Take a look at those chaps above, passing the time of day having a nice squat. They happen to be Asian, but people assume this position in Africa, the Americas and Australia too. It’s one of the ways humans have tended to ’sit’ since we evolved. Squatting is a very, very fundamental human movement (especially when having a Movement, which on a good day might be an Olympic Movement…) yet it seems that we westerners sit in the notorious ‘double right-angle’ position rather than squat (both for chatting and for number 2s) to the extent that even as early as the teenage years many people have lost the knack. It has taken several months for some of the teenagers I coach to get down into full squats as seen above.

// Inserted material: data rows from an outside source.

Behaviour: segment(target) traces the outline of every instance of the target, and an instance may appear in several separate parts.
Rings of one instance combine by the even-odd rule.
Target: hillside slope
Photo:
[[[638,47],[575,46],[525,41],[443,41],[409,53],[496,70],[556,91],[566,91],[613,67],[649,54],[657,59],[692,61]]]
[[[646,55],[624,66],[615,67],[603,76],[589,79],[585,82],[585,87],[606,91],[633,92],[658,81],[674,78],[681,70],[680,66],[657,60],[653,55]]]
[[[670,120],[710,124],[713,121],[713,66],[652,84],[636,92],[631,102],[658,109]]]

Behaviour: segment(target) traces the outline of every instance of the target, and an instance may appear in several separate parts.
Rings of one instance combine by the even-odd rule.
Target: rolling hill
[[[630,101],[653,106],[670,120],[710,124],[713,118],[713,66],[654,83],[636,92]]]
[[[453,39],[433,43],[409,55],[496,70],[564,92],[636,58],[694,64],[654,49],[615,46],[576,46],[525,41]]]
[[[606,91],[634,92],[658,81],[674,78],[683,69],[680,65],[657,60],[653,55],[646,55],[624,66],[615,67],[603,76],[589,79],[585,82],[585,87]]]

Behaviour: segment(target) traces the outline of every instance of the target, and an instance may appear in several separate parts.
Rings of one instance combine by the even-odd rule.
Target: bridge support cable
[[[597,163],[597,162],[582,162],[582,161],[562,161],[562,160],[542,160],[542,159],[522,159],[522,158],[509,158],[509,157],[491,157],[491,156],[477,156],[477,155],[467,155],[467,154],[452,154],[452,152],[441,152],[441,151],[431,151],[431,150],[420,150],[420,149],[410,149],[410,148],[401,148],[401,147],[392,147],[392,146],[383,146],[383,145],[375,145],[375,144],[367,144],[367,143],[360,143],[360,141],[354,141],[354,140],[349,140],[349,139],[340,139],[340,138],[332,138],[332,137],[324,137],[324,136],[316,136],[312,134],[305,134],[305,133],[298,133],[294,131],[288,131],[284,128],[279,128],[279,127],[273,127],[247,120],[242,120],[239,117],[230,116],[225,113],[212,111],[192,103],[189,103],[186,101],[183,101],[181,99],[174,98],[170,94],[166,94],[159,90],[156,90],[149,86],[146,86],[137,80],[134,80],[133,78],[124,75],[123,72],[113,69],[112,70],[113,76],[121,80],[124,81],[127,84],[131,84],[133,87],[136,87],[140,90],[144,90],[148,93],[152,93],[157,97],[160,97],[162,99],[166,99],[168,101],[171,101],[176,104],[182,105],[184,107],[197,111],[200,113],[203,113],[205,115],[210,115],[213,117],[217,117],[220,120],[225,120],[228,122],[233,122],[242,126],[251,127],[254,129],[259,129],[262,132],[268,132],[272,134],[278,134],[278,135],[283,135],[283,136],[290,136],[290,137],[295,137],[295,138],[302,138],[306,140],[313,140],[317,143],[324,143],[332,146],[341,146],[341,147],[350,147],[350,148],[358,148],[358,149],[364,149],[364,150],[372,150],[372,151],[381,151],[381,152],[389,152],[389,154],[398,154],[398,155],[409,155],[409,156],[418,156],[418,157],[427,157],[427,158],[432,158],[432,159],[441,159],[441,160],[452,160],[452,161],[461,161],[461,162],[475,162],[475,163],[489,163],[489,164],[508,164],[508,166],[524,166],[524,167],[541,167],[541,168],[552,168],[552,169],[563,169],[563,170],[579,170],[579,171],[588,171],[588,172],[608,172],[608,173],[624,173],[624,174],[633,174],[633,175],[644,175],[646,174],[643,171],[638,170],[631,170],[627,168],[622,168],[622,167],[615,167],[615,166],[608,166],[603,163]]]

This is a shame. The position you see above is worth practising and perfecting. Heels flat, by the way, not like the amateur at left of the picture. If you have tight calves, tight hamstrings tight glutes and, sorry or, a tight low back, then this could be the exercise for you. I used to get my inflexible young runners to practise with their backs close to a wall so that they were supported when, as always happened at the beginning, they toppled over backwards.